Dizinin son iki sezonu için çok bekleyeceğiz gibi görünüyor. Okuduğuma göre yeni sezon çekimleri Haziran 2021’de başlayacakmış, dolayısıyla 5.sezonun 2022’de geleceği düşünülüyor. Tabii ki cast yine değişecek. Özellikle bu sezonda iyice alışmıştım yeni oyunculara. Hoşça kalın orta yaşlı Elizabeth, Margaret, Philip; hoşça kalın Charles, Diana, Anne, Thatcher ve diğerleri. Bütün oyunculuklar şahaneydi yine, Müzikleriyle, kurgusuyla, çekimleriyle çok güzel bir sezon izledik. Bir diğer sürpriz ise Claire Foy'un 8.bölümde kısa süreliğine görünmesiydi, özlemişiz!
The Crown 2022’de gelecek olabilir ama ben yazmak için o kadar beklemeyeceğim. Başka yazılarda, başka dizilerin ve kitapların izinde buluşmak üzere!

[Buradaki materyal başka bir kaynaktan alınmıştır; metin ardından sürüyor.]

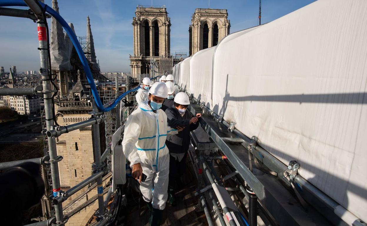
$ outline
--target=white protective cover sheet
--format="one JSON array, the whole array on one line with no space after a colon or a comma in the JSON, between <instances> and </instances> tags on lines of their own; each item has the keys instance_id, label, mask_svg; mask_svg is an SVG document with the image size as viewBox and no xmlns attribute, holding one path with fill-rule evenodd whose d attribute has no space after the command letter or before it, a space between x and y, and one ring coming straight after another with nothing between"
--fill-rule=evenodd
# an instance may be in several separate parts
<instances>
[{"instance_id":1,"label":"white protective cover sheet","mask_svg":"<svg viewBox=\"0 0 367 226\"><path fill-rule=\"evenodd\" d=\"M173 79L174 83L178 85L180 84L180 67L182 61L173 66Z\"/></svg>"},{"instance_id":2,"label":"white protective cover sheet","mask_svg":"<svg viewBox=\"0 0 367 226\"><path fill-rule=\"evenodd\" d=\"M188 57L182 61L179 66L179 82L177 84L184 90L190 93L190 61L192 57Z\"/></svg>"},{"instance_id":3,"label":"white protective cover sheet","mask_svg":"<svg viewBox=\"0 0 367 226\"><path fill-rule=\"evenodd\" d=\"M215 111L365 222L366 12L365 0L320 0L230 35L212 88Z\"/></svg>"},{"instance_id":4,"label":"white protective cover sheet","mask_svg":"<svg viewBox=\"0 0 367 226\"><path fill-rule=\"evenodd\" d=\"M190 61L190 87L191 93L211 106L211 77L213 56L215 47L196 52Z\"/></svg>"}]
</instances>

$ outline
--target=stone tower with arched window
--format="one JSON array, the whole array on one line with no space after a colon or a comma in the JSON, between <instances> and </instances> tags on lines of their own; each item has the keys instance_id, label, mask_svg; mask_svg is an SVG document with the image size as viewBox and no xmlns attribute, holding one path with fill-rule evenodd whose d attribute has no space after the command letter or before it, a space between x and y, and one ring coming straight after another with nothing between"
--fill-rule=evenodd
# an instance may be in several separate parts
<instances>
[{"instance_id":1,"label":"stone tower with arched window","mask_svg":"<svg viewBox=\"0 0 367 226\"><path fill-rule=\"evenodd\" d=\"M166 7L138 5L132 18L134 55L130 55L133 76L149 74L150 60L170 57L171 19Z\"/></svg>"},{"instance_id":2,"label":"stone tower with arched window","mask_svg":"<svg viewBox=\"0 0 367 226\"><path fill-rule=\"evenodd\" d=\"M217 45L229 33L230 24L227 10L195 10L189 27L189 55Z\"/></svg>"}]
</instances>

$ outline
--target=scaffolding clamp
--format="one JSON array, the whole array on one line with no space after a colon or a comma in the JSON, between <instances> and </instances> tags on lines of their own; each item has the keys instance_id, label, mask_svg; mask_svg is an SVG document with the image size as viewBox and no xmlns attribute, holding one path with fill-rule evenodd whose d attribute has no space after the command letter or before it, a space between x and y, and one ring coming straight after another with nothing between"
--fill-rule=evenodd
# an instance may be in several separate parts
<instances>
[{"instance_id":1,"label":"scaffolding clamp","mask_svg":"<svg viewBox=\"0 0 367 226\"><path fill-rule=\"evenodd\" d=\"M290 182L292 182L294 178L298 174L298 170L299 168L299 164L295 160L292 160L289 162L288 166L284 171L284 178Z\"/></svg>"},{"instance_id":2,"label":"scaffolding clamp","mask_svg":"<svg viewBox=\"0 0 367 226\"><path fill-rule=\"evenodd\" d=\"M42 165L50 165L50 155L46 155L43 157L41 159L41 164Z\"/></svg>"},{"instance_id":3,"label":"scaffolding clamp","mask_svg":"<svg viewBox=\"0 0 367 226\"><path fill-rule=\"evenodd\" d=\"M218 123L222 123L222 122L223 121L223 114L221 114L218 115L219 118L217 119L215 119L215 121L217 121L217 122ZM236 124L235 123L235 124ZM232 124L231 124L232 125Z\"/></svg>"},{"instance_id":4,"label":"scaffolding clamp","mask_svg":"<svg viewBox=\"0 0 367 226\"><path fill-rule=\"evenodd\" d=\"M36 96L38 96L39 97L43 97L43 93L41 92L43 89L42 88L42 86L40 85L34 87L34 94Z\"/></svg>"},{"instance_id":5,"label":"scaffolding clamp","mask_svg":"<svg viewBox=\"0 0 367 226\"><path fill-rule=\"evenodd\" d=\"M101 164L97 165L95 163L92 164L92 169L93 173L96 173L99 171L104 171L106 167L106 163L104 162L101 163Z\"/></svg>"},{"instance_id":6,"label":"scaffolding clamp","mask_svg":"<svg viewBox=\"0 0 367 226\"><path fill-rule=\"evenodd\" d=\"M122 99L121 100L121 101L122 101L124 104L124 107L132 107L134 105L134 103L133 101L129 102L127 101L127 100L126 98Z\"/></svg>"},{"instance_id":7,"label":"scaffolding clamp","mask_svg":"<svg viewBox=\"0 0 367 226\"><path fill-rule=\"evenodd\" d=\"M236 129L236 127L235 126L235 125L236 125L236 123L234 122L231 122L230 124L229 124L229 127L228 127L228 135L229 135L230 137L233 137L232 133L235 130L235 129Z\"/></svg>"},{"instance_id":8,"label":"scaffolding clamp","mask_svg":"<svg viewBox=\"0 0 367 226\"><path fill-rule=\"evenodd\" d=\"M47 156L48 156L46 155L46 156L44 156L44 158L46 157ZM58 155L56 157L56 158L54 159L50 159L50 156L48 156L48 160L47 160L47 159L45 159L45 160L44 161L44 164L45 165L49 165L49 164L51 164L51 163L55 163L55 162L60 162L61 160L62 160L62 159L63 158L63 157L62 157L62 156L61 156L61 155Z\"/></svg>"},{"instance_id":9,"label":"scaffolding clamp","mask_svg":"<svg viewBox=\"0 0 367 226\"><path fill-rule=\"evenodd\" d=\"M55 218L55 219L56 219ZM69 221L69 217L66 216L64 216L64 220L61 222L55 222L51 224L52 226L58 226L59 225L64 225Z\"/></svg>"}]
</instances>

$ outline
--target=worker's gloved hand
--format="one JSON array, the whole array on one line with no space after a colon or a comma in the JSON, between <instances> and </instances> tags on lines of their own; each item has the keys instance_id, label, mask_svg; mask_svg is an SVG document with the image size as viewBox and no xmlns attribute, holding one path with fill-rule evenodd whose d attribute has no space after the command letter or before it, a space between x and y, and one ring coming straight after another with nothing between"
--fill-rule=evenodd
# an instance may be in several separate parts
<instances>
[{"instance_id":1,"label":"worker's gloved hand","mask_svg":"<svg viewBox=\"0 0 367 226\"><path fill-rule=\"evenodd\" d=\"M182 131L182 130L184 130L184 129L185 129L185 127L184 126L177 126L177 131L178 131L179 132L181 132L181 131Z\"/></svg>"},{"instance_id":2,"label":"worker's gloved hand","mask_svg":"<svg viewBox=\"0 0 367 226\"><path fill-rule=\"evenodd\" d=\"M190 120L190 124L195 123L197 122L197 118L196 117L193 117Z\"/></svg>"},{"instance_id":3,"label":"worker's gloved hand","mask_svg":"<svg viewBox=\"0 0 367 226\"><path fill-rule=\"evenodd\" d=\"M139 180L139 182L141 182L141 176L143 175L143 168L141 168L141 165L140 163L134 164L132 166L132 170L131 170L131 176L135 179Z\"/></svg>"}]
</instances>

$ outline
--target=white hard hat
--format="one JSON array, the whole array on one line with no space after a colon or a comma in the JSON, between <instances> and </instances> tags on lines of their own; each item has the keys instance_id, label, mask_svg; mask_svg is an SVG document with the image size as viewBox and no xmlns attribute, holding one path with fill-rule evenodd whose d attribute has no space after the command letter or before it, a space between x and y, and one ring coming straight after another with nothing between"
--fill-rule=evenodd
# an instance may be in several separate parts
<instances>
[{"instance_id":1,"label":"white hard hat","mask_svg":"<svg viewBox=\"0 0 367 226\"><path fill-rule=\"evenodd\" d=\"M189 100L189 96L184 92L180 92L175 96L174 101L182 105L188 105L190 104L190 101Z\"/></svg>"},{"instance_id":2,"label":"white hard hat","mask_svg":"<svg viewBox=\"0 0 367 226\"><path fill-rule=\"evenodd\" d=\"M145 85L149 86L152 84L150 79L148 77L145 77L143 79L143 84Z\"/></svg>"},{"instance_id":3,"label":"white hard hat","mask_svg":"<svg viewBox=\"0 0 367 226\"><path fill-rule=\"evenodd\" d=\"M167 86L167 88L168 88L168 95L173 93L175 92L175 90L176 89L176 87L175 87L175 84L173 84L173 82L171 81L167 81L165 84Z\"/></svg>"},{"instance_id":4,"label":"white hard hat","mask_svg":"<svg viewBox=\"0 0 367 226\"><path fill-rule=\"evenodd\" d=\"M168 88L163 82L157 82L150 87L149 93L159 97L167 98L168 96Z\"/></svg>"}]
</instances>

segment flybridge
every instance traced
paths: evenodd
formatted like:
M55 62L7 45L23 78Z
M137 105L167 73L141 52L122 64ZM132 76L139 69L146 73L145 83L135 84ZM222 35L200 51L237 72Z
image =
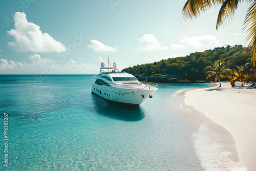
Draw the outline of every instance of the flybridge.
M125 72L120 72L116 68L116 63L113 63L113 67L105 67L105 63L101 62L101 67L100 68L99 74L126 73Z

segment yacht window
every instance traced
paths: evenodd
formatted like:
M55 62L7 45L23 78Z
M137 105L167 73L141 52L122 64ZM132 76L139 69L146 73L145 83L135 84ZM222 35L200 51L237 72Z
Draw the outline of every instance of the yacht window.
M113 77L115 81L137 81L135 77Z
M121 79L120 79L119 77L112 77L112 78L114 81L121 81L122 80Z
M102 77L102 78L104 78L105 79L106 79L109 81L112 81L112 80L111 80L111 79L110 79L110 78L109 77L106 77L105 76L102 76L102 77Z
M99 85L105 85L105 86L109 86L108 83L105 82L103 80L100 79L97 79L95 81L95 83L99 84Z
M129 78L131 79L132 81L137 81L137 79L135 77L129 77Z

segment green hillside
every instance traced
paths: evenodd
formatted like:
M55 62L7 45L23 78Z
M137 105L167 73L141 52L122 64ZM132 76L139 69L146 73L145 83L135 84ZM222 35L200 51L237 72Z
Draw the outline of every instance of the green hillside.
M251 48L242 45L216 48L203 52L191 53L185 57L163 59L153 63L138 65L123 70L129 73L142 76L176 75L189 80L204 80L205 67L212 66L218 59L225 59L230 69L251 61Z

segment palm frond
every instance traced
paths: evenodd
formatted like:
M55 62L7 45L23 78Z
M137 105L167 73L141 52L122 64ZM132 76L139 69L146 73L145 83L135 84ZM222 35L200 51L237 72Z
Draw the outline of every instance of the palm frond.
M239 3L243 0L226 0L221 6L217 18L216 29L227 22L231 22L234 14L234 11L238 7Z
M250 40L249 46L252 46L251 65L255 68L256 62L256 2L249 0L249 7L247 11L243 31L246 34L246 41Z
M214 73L209 74L207 75L207 76L206 77L206 79L207 79L209 78L212 77L214 76L215 75L216 75L214 74Z
M197 18L211 7L221 4L224 0L188 0L185 3L182 13L184 19Z

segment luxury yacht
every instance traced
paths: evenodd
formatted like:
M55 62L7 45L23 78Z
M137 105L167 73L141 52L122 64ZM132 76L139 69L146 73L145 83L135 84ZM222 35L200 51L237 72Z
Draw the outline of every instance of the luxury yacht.
M157 84L139 81L133 75L120 72L114 62L113 67L101 64L99 74L95 77L92 92L106 100L138 105L157 90Z

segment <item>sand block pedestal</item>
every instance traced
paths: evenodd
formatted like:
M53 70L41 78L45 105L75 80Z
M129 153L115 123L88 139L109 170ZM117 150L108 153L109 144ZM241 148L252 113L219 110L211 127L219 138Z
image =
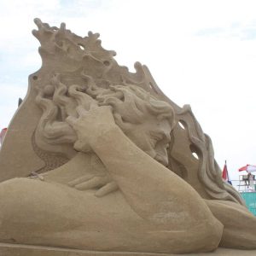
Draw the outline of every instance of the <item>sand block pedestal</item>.
M223 255L223 256L254 256L256 250L235 250L218 248L212 253L172 254L172 253L148 253L127 252L96 252L61 247L31 246L21 244L0 243L0 256L172 256L172 255Z

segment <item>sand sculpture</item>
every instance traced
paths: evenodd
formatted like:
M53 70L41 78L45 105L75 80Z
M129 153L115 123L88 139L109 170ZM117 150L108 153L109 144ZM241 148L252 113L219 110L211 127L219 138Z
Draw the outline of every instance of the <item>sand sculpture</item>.
M168 99L146 66L137 62L134 73L119 66L99 34L35 23L42 67L0 153L0 242L255 249L256 218L222 180L190 107Z

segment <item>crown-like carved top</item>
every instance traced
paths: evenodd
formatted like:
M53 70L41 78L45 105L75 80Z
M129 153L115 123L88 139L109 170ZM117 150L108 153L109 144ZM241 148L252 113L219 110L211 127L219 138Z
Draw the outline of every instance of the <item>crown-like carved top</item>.
M82 38L67 30L65 23L58 28L39 19L34 21L38 30L32 33L41 44L39 53L44 68L55 73L90 76L100 86L132 84L156 96L161 94L146 66L136 62L136 73L119 66L113 58L116 53L102 47L98 33L89 32L88 36Z

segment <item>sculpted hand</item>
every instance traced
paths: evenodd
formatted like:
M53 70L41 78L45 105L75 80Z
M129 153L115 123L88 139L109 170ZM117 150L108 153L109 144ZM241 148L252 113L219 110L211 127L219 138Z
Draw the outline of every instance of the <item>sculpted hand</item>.
M71 181L68 185L79 190L99 189L95 194L97 197L104 196L119 189L108 173L103 176L83 176Z
M69 116L66 121L77 132L78 140L74 148L78 151L90 151L91 145L97 143L100 136L117 126L110 106L93 105L89 111L79 106L76 110L79 118Z

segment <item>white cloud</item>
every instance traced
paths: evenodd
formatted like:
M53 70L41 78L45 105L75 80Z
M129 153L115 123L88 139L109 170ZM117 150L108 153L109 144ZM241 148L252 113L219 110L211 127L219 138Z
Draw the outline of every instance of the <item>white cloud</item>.
M15 77L26 81L40 67L38 42L31 35L32 19L39 17L54 26L65 21L81 36L100 32L103 47L116 50L119 64L131 70L136 61L145 63L172 101L190 103L212 138L217 160L222 166L228 160L232 177L241 165L256 165L255 1L12 0L0 5L0 83L15 84L14 91L2 90L14 106L0 109L5 125L26 91L25 86L16 90Z

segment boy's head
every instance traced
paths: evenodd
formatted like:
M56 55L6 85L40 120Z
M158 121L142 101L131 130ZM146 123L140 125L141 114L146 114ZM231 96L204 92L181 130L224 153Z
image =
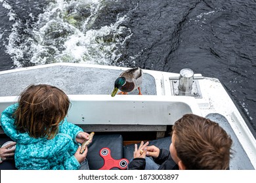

Ben Charles’ın Camilla’ya Charles’ın sandığı kadar aşık olduğunu düşünmüyorum.Charles 3.sezonda Galler prensi unvanını alacağı bölümde Elizabethe bir benliği olduğunu ve bunu göstermek istediğini söylüyor.Elizabethse ondan kendisi unutmasını istiyor.Camilla Charlesın ruhuna ve benliğine ait son şey olarak kalıyor en sonunda.Onun için Camillaya bu kadar tutunduğunu düşünüyorum.